Editor’s Note: The Sheriff’s Office requested we not publish the names of the inmates quoted in this story.
Every Friday six inmates in the county jail, meet for an hour to talk about the way, the truth and the light that will lead them to a better future beyond a jail cell.
The six are taking part in a faith-based mentoring program that was launched in October of 2018 in a collaboration between Pastor Gene McClendon of Hope Ministries, Saturday Night Life Church volunteers and the Carteret County Sheriff’s Office.
All of them are awaiting court dates for various crimes, and have uncertain futures.
To participate in the program, inmates must meet guidelines that reflect their true desire for change. A form they submit to join the program is carefully reviewed. Then they are vetted, questioned thoroughly, sometimes more than once, to validate their intentions.
Sheriff Asa Buck said the program is part of efforts that include working with the District Attorney’s Office, various court system partners and local resources to help people get their lives back on track. He believes programs such as these help reduce recidivism – inmates returning to prison for future crimes – and increase public safety.
“When individuals take responsibility and accountability for their lives, and we provide assistance to help them to succeed. It is a win-win for the individual, the justice system and society as a whole,” the sheriff said. “They are receiving various types of counseling and services. So far all of our mentoring program participants are doing well.”
On one of these Fridays, Dwayne Pritchett, Hope Recovery Home staff member, and Will Bundy, Bridges Street House Manager, met with the inmates. The two men do not come into the meetings, Bible in hand, to simply preach – they come to create bonds and give guidance without judgment.
Both Bundy and Pritchett have been where the program participants are. Both are former offenders. They can reach the men in the program on equal ground.
On January 29, Pritchett himself came out of jail mentoring program and into the recovery program at Hope Missions men’s facility.
“I had always known what was right and what was wrong,” he said. “I chose not to do the right thing. Through this program, God has been the game-changer. My goal is to share my success through Jesus Christ with others.”
One of the inmates agreed.
“It was time for change. At first, I was looking at this as a way to get out of jail. But, I kept coming back,” he said. “Now, I am here for a different reason. So many in my family and my friends have been praying for me. Prayers were answered.”

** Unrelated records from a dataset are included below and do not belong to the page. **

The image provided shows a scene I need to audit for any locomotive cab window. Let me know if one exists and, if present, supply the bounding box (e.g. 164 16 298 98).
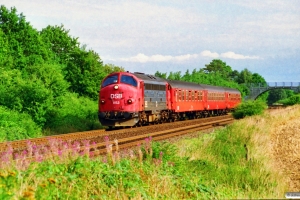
121 75 137 87
102 75 118 87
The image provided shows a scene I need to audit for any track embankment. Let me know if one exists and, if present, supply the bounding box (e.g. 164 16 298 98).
0 115 233 158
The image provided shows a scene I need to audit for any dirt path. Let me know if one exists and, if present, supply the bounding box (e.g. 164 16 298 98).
271 106 300 192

Another inmate said, pointing around the jail block, “Nothing changes until you change from the inside first. Otherwise the cycle of drugs and alcohol would continue. I had to end up in here, lose my pride, so God could change me.”

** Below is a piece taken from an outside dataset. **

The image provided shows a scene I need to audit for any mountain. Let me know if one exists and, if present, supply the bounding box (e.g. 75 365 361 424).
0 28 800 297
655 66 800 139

A third said the groundwork laid in the program will sustain him through a possible prison term, should he be convicted and sentenced.
“This is not just about a beginning, where I started,” he said. “This is about my ending. I can’t beat myself up about my past. My future may include prison. But, Jesus paid a big price so that I could succeed. When I listened to me, I failed. When I listen to God, I win. I will succeed.”
Pastor McClenndon said the mentoring program is about laying the groundwork to change lives one life at a time.
“I pastored churches, but there was always something in me that wanted to move the ministry in a different direction,” he said. “This mission is that direction, to model after Jesus.”